Sure there is. The standard approach is to use fully qualified names (FQNs).
Sure there is. The standard approach is to use fully qualified names (FQNs).
Can you give an example of what you have in mind?
I think we run into a problem if the "fully-qualified name" is both the unique identifier and the location of the definition. If the "fully-qualified name" is independent of the location of the definition, or the definition is always provided inline with the fully-qualified name, then it seems fine.
I don't follow your last paragraph. But I would do something like this:
I don't follow your last paragraph. But I would do something like this:
- suppose we have group /g and /g/h
- in /g/zarr.info, we define a type {"name": "T, "configuration": {"param1": value1, "param2": value2}
- We could have the following array /g/i with {..., "data_type": "T"...}
- and another array /g/h/j with {..., "data_type": "/g/T"...} If there is a problem with using e.g. /g/T, then we could use another path separator besides '/'
Can you clarify how the name works? Using the datetime example, would T
be "datetime"? But we might want to define two different datetime data types, e.g. one stored as second and the other as milliseconds. Do we need a separate group in order to have a different datetime data type?

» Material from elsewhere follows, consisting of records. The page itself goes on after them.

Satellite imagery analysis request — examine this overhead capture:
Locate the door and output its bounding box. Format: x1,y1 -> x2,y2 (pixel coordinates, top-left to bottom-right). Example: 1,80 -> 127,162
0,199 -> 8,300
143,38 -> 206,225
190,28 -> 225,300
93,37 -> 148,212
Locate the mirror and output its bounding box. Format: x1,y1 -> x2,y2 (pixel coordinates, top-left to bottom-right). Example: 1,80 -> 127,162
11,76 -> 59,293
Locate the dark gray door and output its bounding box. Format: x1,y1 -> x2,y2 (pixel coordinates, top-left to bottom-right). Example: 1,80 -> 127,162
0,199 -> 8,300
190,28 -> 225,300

Regarding the "fully-qualified" name, suppose we are working with two arrays, one stored on the local disk and one stored on s3. How do we know that "/g/T" relative to some group on our local disk is supposed to be the same as "/g/T" relative to some group on s3? Even if they have identical base data type name and configuration parameters, per the idea of nominal typing we would not want to assume that they are identical.

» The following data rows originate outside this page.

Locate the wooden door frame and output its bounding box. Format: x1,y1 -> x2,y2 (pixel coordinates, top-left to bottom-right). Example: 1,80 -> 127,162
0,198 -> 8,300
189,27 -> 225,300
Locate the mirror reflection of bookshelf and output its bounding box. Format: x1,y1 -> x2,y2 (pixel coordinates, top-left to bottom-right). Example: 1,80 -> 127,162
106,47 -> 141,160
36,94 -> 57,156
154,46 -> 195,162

Yes, T would be e.g. datetime. If you want two types with different precision, you would have to have two types, datetime_sec and datetime_ms, for example. But this seems to me analogous to float32 vs float64. For your second comment, In standard usage, the FQN is always relative to the root group.

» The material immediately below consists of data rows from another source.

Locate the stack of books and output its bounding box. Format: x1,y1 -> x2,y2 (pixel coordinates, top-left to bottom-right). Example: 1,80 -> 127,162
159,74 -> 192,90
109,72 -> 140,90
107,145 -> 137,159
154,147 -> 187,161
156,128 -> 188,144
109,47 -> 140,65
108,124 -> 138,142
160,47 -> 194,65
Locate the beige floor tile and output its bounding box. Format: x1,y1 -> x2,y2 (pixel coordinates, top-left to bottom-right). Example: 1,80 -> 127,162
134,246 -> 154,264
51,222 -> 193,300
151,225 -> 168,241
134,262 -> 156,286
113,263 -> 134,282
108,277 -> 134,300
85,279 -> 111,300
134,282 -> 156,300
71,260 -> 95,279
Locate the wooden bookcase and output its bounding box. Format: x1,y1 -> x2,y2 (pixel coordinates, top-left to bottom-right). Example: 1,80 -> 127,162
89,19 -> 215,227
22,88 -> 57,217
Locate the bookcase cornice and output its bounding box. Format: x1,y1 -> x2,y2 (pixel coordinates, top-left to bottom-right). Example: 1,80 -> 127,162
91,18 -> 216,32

Regarding the "fully-qualified" name, suppose we are working with two arrays, one stored on the local disk and one stored on s3. How do we know that "/g/T" relative to some group on our local disk is supposed to be the same as "/g/T" relative to some group on s3? Even if they have identical base data type name and configuration parameters, per the idea of nominal typing we would not want to assume that they are identical.
I misread this comment. My assumption has always been that the metadata for a given file was self contained so it was not possible to reference things in other files. Is this incorrect? Is the scope of the metadata of a file described somewhere?
Regarding the "fully-qualified" name, suppose we are working with two arrays, one stored on the local disk and one stored on s3. How do we know that "/g/T" relative to some group on our local disk is supposed to be the same as "/g/T" relative to some group on s3? Even if they have identical base data type name and configuration parameters, per the idea of nominal typing we would not want to assume that they are identical.
I misread this comment. My assumption has always been that the metadata for a given file was self contained so it was not possible to reference things in other files. Is this incorrect? Is the scope of the metadata of a file described somewhere?
Currently there isn't really any type of "reference" to other arrays/groups/attributes/metadata fields of any kind anywhere in the spec.
Interesting. That validates my belief that it is intended that array declarations are intended to be self contained. In any case, yes, I am proposing references to other semantic objects in the metadata tree of a file.
It appears that a data type extension must be re-defined at every use (specifically in each array's metadata). It would certainly be useful if a data type extension could be defined once somewhere and used where needed.